Owens submitted a package of documents to the district court, including board

minutes and commitment inquiry data, for in camera review, along with a motion to seal, asserting

that the information was confidential under section 508.313 of the government code. See Tex. Gov’t

Code Ann. § 508.313 (West 2004) (“All information obtained and maintained [by the Board],

including a victim protest letter or other correspondence, a victim impact statement, a list of inmates

eligible for release on parole, and an arrest record of an inmate, is confidential and privileged if

the information relates to: (1) an inmate of the institutional division subject to release on parole”).

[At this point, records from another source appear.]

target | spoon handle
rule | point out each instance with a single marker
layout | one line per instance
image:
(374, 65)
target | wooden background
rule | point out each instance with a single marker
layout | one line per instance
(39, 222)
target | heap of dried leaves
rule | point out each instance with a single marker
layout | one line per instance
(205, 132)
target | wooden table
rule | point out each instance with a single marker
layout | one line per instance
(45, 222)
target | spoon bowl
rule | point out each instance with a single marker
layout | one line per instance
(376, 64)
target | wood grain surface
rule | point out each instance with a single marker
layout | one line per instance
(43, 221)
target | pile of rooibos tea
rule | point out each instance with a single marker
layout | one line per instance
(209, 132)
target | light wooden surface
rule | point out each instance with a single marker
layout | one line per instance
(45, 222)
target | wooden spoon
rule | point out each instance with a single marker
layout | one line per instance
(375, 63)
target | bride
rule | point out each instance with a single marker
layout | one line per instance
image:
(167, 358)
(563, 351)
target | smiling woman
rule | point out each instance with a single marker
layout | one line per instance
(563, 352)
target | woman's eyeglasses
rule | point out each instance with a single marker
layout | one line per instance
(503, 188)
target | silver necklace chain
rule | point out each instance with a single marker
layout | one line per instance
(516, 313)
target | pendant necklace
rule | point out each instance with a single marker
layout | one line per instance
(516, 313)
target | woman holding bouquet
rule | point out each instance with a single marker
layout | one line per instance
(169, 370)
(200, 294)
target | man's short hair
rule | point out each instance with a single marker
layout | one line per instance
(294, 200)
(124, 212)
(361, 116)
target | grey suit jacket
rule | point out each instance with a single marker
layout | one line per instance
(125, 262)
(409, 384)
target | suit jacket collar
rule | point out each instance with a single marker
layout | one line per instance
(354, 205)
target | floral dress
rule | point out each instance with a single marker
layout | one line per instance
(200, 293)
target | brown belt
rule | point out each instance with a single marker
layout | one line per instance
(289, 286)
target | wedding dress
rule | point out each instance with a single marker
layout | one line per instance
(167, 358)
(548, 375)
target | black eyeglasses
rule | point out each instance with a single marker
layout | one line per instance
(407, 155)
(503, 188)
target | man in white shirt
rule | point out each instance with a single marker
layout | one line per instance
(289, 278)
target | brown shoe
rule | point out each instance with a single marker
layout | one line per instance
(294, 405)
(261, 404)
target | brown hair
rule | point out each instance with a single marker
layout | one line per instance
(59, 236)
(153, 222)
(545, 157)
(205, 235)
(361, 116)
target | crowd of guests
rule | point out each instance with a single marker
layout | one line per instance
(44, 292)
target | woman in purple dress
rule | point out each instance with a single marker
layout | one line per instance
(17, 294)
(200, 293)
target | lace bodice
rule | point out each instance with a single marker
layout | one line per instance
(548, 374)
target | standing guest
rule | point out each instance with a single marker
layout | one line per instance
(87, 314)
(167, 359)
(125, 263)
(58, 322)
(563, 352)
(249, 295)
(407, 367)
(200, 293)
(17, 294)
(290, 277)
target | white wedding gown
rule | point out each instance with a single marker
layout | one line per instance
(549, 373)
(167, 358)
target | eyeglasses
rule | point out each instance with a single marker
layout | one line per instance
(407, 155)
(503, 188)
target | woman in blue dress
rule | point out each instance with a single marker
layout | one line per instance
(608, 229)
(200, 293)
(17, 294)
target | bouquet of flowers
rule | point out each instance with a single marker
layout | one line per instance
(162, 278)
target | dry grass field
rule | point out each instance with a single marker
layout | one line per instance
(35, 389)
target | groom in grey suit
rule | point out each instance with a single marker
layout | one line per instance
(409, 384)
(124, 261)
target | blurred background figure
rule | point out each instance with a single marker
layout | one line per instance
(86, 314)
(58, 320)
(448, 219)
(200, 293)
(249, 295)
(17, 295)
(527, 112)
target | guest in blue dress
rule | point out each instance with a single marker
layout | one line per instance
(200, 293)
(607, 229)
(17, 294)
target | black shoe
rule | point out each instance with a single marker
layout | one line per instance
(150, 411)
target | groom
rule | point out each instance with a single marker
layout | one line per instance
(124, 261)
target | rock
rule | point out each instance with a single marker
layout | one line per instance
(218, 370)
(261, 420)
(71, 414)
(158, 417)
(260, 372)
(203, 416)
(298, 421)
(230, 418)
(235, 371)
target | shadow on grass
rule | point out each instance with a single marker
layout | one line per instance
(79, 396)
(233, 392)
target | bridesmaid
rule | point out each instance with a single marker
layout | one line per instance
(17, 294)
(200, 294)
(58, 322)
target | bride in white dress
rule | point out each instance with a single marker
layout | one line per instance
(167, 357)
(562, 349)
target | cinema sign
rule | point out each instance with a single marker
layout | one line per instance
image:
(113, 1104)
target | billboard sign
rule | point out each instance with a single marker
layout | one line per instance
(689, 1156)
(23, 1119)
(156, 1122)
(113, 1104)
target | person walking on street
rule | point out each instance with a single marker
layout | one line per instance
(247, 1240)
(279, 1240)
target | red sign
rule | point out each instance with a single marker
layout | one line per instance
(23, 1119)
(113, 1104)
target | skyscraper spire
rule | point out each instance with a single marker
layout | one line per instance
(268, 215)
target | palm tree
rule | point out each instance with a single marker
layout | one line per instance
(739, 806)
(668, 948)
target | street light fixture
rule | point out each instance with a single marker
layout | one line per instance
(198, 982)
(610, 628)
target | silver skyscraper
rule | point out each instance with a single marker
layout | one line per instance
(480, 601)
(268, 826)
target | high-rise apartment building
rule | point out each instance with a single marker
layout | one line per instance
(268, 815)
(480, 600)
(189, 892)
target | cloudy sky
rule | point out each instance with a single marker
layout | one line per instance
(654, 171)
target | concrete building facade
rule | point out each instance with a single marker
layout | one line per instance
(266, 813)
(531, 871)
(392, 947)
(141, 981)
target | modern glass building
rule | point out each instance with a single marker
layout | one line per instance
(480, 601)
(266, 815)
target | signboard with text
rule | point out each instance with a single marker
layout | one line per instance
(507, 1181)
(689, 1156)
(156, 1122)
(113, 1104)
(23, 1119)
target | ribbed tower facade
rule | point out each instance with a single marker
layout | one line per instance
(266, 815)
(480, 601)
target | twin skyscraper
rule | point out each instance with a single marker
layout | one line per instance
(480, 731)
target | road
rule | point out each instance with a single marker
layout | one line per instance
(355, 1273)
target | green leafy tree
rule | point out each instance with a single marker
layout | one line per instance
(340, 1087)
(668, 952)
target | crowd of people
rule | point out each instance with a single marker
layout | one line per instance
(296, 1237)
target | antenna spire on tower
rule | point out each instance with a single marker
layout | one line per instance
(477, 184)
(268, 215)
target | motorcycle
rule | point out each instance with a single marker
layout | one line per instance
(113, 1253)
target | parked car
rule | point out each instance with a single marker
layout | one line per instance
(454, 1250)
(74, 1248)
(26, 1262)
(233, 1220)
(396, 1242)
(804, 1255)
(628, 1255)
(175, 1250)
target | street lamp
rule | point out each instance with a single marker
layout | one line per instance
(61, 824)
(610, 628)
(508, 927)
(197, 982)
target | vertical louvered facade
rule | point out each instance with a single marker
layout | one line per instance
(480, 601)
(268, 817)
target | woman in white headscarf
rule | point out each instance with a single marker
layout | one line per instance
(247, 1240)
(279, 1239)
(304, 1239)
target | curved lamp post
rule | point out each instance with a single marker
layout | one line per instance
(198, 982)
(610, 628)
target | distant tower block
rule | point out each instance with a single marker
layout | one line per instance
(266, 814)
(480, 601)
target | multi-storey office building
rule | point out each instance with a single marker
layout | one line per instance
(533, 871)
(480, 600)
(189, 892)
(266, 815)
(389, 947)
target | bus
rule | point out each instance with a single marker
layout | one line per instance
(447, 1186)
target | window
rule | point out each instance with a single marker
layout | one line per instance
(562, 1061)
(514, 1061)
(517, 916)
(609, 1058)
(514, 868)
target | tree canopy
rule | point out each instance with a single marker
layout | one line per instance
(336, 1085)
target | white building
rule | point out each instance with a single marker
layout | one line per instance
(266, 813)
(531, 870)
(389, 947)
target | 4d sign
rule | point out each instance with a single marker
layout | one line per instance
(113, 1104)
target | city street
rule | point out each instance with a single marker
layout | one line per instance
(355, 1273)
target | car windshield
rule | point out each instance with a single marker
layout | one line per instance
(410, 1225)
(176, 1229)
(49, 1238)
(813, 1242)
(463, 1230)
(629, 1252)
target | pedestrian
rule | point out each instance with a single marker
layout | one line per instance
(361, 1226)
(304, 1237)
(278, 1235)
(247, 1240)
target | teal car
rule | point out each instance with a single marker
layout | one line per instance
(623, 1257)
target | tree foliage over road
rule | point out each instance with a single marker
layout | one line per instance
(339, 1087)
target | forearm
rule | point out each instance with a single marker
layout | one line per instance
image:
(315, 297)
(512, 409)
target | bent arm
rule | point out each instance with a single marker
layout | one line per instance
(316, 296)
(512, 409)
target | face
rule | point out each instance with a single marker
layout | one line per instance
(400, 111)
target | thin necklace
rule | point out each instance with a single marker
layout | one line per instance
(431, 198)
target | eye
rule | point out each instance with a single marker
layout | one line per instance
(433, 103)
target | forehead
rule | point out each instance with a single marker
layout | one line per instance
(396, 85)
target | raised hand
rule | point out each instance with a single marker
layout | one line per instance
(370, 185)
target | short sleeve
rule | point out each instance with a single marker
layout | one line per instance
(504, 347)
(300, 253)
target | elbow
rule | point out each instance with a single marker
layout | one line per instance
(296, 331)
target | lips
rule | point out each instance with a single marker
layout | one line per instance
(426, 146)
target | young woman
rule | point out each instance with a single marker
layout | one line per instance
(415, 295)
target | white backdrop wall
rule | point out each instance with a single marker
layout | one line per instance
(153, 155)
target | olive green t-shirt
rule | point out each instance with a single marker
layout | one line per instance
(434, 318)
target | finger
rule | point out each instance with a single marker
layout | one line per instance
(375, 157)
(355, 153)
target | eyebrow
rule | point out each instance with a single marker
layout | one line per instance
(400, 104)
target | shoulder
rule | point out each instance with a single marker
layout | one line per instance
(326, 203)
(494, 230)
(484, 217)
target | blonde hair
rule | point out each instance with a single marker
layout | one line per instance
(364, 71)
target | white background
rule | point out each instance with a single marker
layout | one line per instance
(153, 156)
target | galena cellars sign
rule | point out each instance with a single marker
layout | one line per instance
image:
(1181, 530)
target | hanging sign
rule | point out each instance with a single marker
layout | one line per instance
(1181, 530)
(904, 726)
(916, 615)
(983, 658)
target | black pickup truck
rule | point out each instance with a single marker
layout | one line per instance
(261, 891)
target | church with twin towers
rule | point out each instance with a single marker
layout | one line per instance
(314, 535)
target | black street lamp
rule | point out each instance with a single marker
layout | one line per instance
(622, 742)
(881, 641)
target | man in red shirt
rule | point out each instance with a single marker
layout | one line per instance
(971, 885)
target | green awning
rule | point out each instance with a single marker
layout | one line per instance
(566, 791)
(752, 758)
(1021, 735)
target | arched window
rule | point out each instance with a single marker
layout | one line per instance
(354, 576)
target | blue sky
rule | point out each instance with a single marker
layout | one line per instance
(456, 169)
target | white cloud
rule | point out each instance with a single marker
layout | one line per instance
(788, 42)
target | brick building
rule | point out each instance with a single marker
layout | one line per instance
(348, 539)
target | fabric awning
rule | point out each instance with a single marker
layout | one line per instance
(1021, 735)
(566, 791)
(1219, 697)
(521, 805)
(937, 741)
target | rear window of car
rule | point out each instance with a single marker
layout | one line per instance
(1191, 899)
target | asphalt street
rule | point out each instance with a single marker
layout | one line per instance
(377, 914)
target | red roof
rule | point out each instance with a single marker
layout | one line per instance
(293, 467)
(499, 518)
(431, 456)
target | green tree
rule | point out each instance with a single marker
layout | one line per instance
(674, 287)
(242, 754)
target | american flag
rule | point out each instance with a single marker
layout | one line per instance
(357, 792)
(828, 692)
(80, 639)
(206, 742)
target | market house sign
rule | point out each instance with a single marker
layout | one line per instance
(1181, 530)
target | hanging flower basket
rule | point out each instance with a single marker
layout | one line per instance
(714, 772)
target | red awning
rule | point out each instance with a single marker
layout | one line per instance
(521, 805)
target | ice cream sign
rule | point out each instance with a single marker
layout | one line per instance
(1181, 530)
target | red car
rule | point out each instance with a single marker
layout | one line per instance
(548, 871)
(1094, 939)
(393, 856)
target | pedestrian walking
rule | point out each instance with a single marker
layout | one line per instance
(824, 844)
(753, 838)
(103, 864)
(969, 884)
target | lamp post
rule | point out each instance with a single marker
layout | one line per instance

Owens also provided Enriquez the information contained in the documents in a randomized chart

format. The chart lists inmates in random order, without any identifying information, and indicates

whether each inmate was convicted of murder with malice, whether his sentence was commuted

from death to life in prison under Furman, and whether he is reviewed by the full panel under

section 508.046, as is Enriquez, or under a three-member panel under section 508.045. The chart

shows that at least six similarly situated offenders are reviewed for parole under section 508.046,

as is Enriquez.

After receiving the documents, the district court indicated that documents submitted

for in camera review would be retained by the court pending future motions to which those

documents would be relevant. Owens thereafter filed a motion for summary judgment. In support,

Owens attached the above-referenced chart as Exhibit A and the underlying documents, submitted

4 for in camera review, as Exhibit B. Enriquez objected to both exhibits, and the district court

overruled these objections, explaining:

The Defendant complied with the court’s order of January 6, 2009 and provided the court a privilege log and documents (Exhibit B, submitted for in camera inspection only) properly authenticated by business records affidavits supporting the information demonstrated in Exhibit A. The court finds that the documents are privileged pursuant to Section 508.313 of the Texas Government Code.